We hope to draw upon what we’ve learned in this preliminary scan to reach out to the greater data science community and seek input from around 100,000 data scientists. From this larger and more diverse pool of opinions, we’ll prepare a first draft of the actual code of ethics, hopefully to be completed by May or June 2018. We want to keep the process transparent and open to feedback throughout, as much as possible. We also hope to create a platform to share useful tools and techniques that will allow people to implement best practices – ideally, we don’t just want to produce a manifesto; we also want to give people the tools they need to make these ideas actionable. The Data for Good Exchange community will be very valuable in helping us spread the word about this initiative, and will hopefully draw more people to participate in our discussions.

What advice would you give to a data scientist or organization looking to leverage data to address any kind of social good?

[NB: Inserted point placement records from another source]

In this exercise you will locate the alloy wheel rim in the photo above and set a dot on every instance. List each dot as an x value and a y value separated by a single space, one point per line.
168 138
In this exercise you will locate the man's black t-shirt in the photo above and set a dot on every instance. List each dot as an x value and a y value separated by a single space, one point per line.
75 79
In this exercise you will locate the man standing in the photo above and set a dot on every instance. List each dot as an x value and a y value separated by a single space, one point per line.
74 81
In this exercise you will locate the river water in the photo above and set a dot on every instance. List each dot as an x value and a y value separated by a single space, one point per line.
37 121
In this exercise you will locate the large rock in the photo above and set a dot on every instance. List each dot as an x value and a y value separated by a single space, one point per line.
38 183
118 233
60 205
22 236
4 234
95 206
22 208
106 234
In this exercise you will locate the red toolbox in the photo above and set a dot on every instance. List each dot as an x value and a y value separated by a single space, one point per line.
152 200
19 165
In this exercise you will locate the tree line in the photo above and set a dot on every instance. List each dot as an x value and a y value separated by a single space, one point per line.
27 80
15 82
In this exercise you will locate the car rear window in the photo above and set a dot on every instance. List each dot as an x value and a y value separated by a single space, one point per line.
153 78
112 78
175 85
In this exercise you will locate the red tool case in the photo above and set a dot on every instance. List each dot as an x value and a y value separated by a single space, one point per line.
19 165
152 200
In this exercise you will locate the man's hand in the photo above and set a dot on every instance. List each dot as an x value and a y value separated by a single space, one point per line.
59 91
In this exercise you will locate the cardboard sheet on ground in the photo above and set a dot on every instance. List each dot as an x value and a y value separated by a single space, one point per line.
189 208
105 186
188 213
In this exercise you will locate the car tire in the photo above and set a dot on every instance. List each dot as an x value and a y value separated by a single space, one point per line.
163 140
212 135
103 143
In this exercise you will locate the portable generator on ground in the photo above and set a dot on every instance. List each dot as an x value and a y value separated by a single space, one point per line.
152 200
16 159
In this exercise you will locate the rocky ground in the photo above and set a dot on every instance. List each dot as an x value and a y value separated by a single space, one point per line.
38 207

Our community has brought up a lot of useful points for consideration, but one highlight is to be thoughtful in identifying problems to work on – make sure that your questions and problems are clearly defined, and that they really are of value and relevance to someone. Also, be sure to link up with pre-existing resources and communicate with parties who are already working in that area. When it comes to issues of “social good,” there’s bound to already be some civic organization or non-profit working on the problem, and they can tell you a lot about the challenges on the ground and the real needs of the people you’re trying to help. It’s best to draw on this experience and non-technical knowledge, rather than trying to reinvent the wheel or assuming that an exciting new algorithm can solve all problems. Data for Democracy has made a lot of progress through collaborating with partner organizations, who let us know where and how our skillsets will be of most use, so we can make sure that the work done is the work that actually needs to be done.

Any final thoughts?
This is an ambitious effort. With the rate at which the data science field is growing and evolving, the specific guidelines we come up with will probably be out of date in a couple of years, if not sooner. But, as long as we’re able to promote a continuing discussion that people can build on in future, I think we will have accomplished something meaningful.